1. Note that $4095 = 3^2 \cdot 5 \cdot 7 \cdot 13$. Suppose $G$ is a simple group of order 4095. By Sylow’s Theorem, we have $n_7(G) = 15$ and $n_{13}(G) = 105$. Let $P_7 \in \mathsf{Syl}_7(G)$. Now $[G:N_G(P_7)] = 15$, so that $|N_G(P_7)| = 3 \cdot 7 \cdot 13$. By Cauchy, there exists a Sylow 13-subgroup $P_{13}$ with $P_{13} \leq N_G(P_7)$. Thus $P_7P_{13} \leq G$ is a subgroup. Moreover, since 7 does not divide 12, $P_7P_{13}$ is abelian by this previous exercise. Thus in fact we have $P_7 \leq N_G(P_{13})$. However, from $n_{13}(G) = 105$ we deduce that $|N_G(P_{13})| = 13 \cdot 3$, a contradiction by Lagrange.

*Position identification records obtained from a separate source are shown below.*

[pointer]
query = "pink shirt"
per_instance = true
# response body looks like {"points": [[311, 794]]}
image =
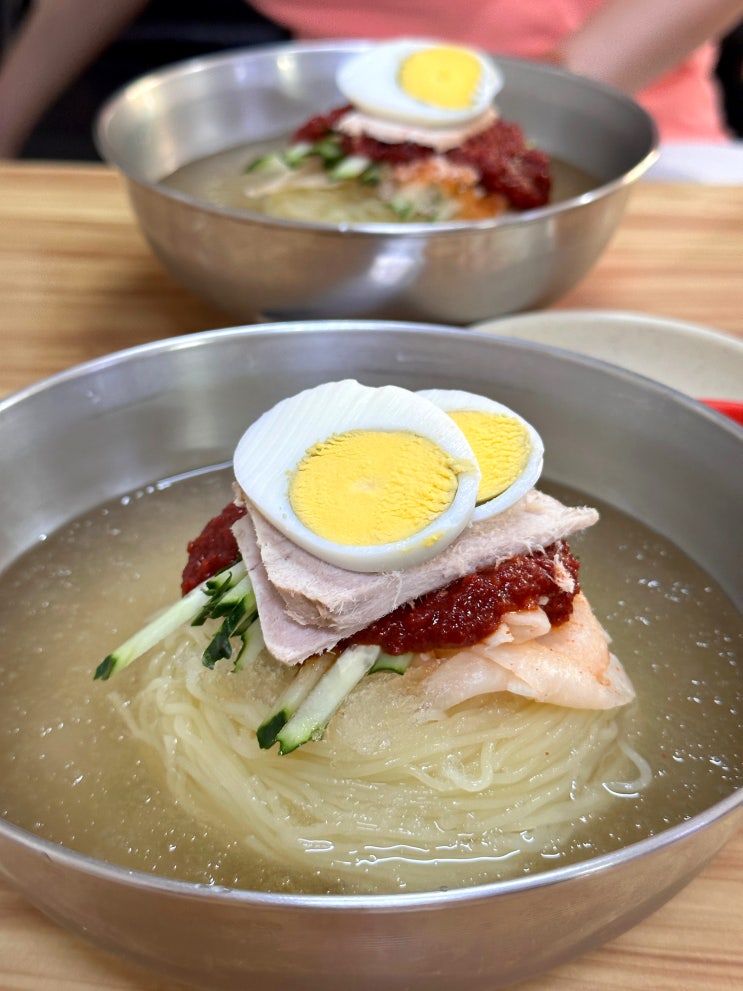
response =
{"points": [[685, 103]]}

2. Note that $4389 = 3 \cdot 7 \cdot 11 \cdot 19$. Let $G$ be a simple group of order 4389. By Sylow’s Theorem we have $n_{11}(G) = 133$ and $n_{7}(G) = 57$. Let $P_7 \in \mathsf{Syl}_7(G)$. We have $|N_G(P_7)| = 7 \cdot 11$, so that by Cauchy there exists a Sylow 11-subgroup $P_{11} \leq N_G(P_7)$. Now $P_7P_{11} \leq G$ is a subgroup, and since 7 does not divide 10, $P_7P_{11}$ is abelian. Thus $P_7 \leq N_G(P_{11})$. But we also have $|N_G(P_{11})| = 3 \cdot 11$, a contradiction.
3. Note that $5313 = 3 \cdot 7 \cdot 11 \cdot 23$. Suppose $G$ is a simple group of order 5313. By Sylow’s Theorem, we have $n_{23}(G) = 231$, $n_{11}(G) = 23$, and $n_7(G) = 253$. Since all Sylow subgroups intersect trivially, $G$ contains $22 \cdot 231 = 5082$ elements of order 23, $10 \cdot 23 = 230$ elements of order 11, and $6 \cdot 253 = 1518$ elements of order 7, for a total of at least $5082 + 230 + 1518 = 6830$ elements, a contradiction.
4. Note that $6669 = 3^3 \cdot 13 \cdot 19$. Suppose $G$ is a simple group of order 6669. By Sylow’s Theorem we have $n_{13}(G) = 27$ and $n_{19}(G) = 39$. Now $|N_G(P_{13})| = 3 \cdot 13 \cdot 19$, so that by Cauchy there exists a Sylow 19-subgroup $P_{19} \leq N_G(P_{13})$. Now $P_{13}P_{19} \leq G$ is a subgroup, and since 13 does not divide 18, $P_{13}P_{19}$ is abelian. Thus $P_{13} \leq N_G(P_{19})$. But we also have $|N_G(P_{19})| = 3 \cdot 19$, a contradiction.